Birdsong Cafe, McHenry, IL
Featured Site Created By kzfisherman
People are drawn to provide habitat for wildlife in their yards for various reasons. Here is a homeowner who discovered this passion through her love of birds. On their quarter acre, this family is doing an impressive job providing food, shelter, water, and nesting habitat for their avian visitors. Her plantings of native trees, shrubs, and flowers also have the added benefit of supporting native pollinators, such as bees, butterflies, and other ecologically-critical insects. Read on to learn more about how Lisa Maier is creating habitat in her suburban neighborhood.
EcoRegion: Eastern Broadleaf Forest (Continental) Province
Planting Zone: 5b
What work has been done to improve this site for birds and other wildlife? How long did it take?
My mate and I moved into our house about two years ago and the first big project we wanted to tackle was the yard.
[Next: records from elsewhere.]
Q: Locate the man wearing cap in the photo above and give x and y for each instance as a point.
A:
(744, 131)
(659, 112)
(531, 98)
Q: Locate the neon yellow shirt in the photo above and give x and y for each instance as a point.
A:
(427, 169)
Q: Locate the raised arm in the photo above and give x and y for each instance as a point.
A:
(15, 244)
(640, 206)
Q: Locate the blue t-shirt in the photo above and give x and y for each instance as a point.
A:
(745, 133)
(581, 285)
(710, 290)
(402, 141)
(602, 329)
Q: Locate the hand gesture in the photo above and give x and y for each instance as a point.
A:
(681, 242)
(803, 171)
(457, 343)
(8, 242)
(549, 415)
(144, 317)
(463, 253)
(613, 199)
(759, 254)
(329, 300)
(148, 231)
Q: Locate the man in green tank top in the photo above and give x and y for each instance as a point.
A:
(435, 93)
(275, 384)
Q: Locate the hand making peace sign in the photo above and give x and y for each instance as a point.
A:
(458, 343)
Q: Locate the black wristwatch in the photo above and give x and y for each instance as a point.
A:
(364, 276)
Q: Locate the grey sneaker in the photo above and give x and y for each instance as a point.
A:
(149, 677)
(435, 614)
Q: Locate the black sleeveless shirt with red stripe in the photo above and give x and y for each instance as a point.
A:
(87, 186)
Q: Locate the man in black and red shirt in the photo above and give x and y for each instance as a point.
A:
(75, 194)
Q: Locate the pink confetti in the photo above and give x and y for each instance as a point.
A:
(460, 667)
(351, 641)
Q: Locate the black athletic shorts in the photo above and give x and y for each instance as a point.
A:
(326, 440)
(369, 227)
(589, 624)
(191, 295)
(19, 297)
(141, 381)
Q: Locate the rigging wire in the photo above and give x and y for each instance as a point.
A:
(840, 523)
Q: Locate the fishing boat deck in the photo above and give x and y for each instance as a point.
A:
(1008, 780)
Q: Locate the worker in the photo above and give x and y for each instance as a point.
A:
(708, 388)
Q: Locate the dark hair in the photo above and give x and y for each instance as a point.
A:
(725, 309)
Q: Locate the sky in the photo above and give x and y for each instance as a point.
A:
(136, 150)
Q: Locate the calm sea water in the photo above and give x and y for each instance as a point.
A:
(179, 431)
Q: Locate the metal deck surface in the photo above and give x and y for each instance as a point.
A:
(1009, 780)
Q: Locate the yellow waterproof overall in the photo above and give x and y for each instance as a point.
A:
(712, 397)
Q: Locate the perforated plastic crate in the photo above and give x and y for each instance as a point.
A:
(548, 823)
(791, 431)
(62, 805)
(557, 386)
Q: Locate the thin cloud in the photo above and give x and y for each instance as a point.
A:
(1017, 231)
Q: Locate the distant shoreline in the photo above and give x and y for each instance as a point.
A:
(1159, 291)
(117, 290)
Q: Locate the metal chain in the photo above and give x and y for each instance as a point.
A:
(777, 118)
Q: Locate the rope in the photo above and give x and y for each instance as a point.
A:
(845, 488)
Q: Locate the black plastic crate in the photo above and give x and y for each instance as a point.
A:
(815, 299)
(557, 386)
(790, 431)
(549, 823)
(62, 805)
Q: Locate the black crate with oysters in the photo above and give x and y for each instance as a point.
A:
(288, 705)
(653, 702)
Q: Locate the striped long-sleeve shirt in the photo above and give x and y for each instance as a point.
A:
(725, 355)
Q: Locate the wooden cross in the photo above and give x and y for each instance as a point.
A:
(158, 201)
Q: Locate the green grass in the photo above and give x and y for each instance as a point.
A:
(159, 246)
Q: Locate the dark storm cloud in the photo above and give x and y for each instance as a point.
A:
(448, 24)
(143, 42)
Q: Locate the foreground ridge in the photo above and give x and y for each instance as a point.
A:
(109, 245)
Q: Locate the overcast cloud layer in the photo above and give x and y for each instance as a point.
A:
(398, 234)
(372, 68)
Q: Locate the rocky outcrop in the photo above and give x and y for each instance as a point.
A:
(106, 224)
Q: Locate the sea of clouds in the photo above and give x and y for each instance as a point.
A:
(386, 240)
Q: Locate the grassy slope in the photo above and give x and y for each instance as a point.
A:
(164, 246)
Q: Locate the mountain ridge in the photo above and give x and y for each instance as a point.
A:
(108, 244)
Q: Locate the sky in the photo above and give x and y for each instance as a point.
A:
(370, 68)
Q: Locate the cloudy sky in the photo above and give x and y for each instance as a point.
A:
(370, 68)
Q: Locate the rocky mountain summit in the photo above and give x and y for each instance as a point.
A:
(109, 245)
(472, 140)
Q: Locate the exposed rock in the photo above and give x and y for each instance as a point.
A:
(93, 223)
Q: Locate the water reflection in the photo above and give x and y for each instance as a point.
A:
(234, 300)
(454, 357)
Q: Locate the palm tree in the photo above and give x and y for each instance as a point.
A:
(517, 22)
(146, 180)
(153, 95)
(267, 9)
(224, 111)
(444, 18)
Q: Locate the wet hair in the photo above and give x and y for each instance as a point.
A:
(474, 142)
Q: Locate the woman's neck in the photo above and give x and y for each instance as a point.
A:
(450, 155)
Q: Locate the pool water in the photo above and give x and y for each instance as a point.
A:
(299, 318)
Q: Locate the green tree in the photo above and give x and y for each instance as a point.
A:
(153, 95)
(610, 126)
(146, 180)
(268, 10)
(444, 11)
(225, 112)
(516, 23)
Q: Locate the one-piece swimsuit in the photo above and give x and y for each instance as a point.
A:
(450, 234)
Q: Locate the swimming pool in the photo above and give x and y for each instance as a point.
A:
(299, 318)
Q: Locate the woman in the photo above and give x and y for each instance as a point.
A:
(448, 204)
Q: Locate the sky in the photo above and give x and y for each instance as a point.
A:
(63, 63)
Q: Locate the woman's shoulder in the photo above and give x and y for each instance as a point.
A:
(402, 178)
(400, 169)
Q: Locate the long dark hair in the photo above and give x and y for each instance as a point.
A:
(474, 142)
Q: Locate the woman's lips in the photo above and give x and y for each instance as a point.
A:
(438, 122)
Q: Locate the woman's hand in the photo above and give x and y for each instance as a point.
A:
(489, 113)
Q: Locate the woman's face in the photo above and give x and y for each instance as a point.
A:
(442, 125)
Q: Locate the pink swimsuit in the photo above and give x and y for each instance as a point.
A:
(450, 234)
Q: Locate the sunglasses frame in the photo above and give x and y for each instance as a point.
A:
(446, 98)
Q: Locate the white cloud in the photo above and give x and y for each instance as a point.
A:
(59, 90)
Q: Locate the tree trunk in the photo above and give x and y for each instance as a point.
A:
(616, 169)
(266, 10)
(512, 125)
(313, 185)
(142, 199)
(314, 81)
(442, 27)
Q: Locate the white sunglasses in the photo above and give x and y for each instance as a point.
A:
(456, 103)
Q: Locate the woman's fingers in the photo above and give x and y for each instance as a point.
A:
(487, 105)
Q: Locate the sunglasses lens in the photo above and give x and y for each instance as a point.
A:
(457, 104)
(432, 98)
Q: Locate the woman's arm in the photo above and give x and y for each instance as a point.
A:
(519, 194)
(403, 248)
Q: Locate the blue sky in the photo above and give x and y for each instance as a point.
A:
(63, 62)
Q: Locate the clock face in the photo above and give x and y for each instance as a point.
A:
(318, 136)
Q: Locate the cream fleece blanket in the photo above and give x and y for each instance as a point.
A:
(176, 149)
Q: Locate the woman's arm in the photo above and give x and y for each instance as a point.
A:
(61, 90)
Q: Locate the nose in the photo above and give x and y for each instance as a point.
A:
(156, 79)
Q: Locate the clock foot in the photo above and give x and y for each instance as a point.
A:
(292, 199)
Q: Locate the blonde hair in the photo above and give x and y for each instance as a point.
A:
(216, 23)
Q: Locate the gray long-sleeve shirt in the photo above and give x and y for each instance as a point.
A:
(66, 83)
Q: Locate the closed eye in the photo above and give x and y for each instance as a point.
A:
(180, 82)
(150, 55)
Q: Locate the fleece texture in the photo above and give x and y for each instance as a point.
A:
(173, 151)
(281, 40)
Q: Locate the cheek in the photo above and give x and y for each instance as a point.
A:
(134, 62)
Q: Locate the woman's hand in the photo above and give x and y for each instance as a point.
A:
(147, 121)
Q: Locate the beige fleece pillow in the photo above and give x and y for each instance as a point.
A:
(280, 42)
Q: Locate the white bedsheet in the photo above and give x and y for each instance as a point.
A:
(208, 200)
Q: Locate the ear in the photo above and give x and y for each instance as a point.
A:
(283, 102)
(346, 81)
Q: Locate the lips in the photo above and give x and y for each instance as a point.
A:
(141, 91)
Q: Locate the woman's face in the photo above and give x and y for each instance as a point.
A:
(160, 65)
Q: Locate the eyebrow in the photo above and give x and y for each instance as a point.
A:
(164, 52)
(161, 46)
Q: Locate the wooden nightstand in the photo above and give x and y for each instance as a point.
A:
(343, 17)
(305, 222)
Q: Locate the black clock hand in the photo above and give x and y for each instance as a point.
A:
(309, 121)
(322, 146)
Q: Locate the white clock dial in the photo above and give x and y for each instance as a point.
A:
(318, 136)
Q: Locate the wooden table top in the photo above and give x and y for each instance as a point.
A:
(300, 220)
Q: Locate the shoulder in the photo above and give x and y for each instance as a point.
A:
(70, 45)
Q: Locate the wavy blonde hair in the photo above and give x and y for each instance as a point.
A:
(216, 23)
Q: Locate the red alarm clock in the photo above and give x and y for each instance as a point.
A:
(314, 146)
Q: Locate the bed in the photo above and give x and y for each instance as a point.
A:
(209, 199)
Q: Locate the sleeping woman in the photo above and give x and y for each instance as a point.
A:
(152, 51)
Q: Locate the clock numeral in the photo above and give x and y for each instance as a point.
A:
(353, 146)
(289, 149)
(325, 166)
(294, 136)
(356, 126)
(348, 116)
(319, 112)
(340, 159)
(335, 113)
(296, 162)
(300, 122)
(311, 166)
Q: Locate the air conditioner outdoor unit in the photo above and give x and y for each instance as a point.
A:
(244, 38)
Being an avid birder, my idea was to focus on plants that would attract birds. I had become particularly interested in native plants a few years ago on a bird walk after talking to a devoted native gardener.
We started in fall when we first moved in by doing a general clean-up as many plants and shrubs were dead and overgrown and there was a lot of junk. We re-shaped existing beds and added new ones. We also put up several varieties of feeders and a heated bird bath as well as constructing and placing nesting boxes in strategic areas. Over winter, I did a lot of research and made many plant lists and maps while choosing which ones I believed would work best. I focused mainly on native species that would attract birds and insects. I ordered my plants from a native specialty nursery and, in June, we began planting. Unfortunately, we lost a large tree in the backyard during a storm, which also took down a large dead pine tree and two arborvitae, drastically changing lighting conditions, wildlife cover, and habitat in our yard. The birds liked the dead pine snag so we moved and re-planted it on the other side of the yard. This year we continued to work on the beds, transplanting some of the natives that have come up from seed to other spots in the yard. We have also added a veggie garden and a wood pile. We have planted a pin oak sapling to replace the tree that fell last summer and are constantly making little changes and improvements as we continue to learn. This project will be on-going for years!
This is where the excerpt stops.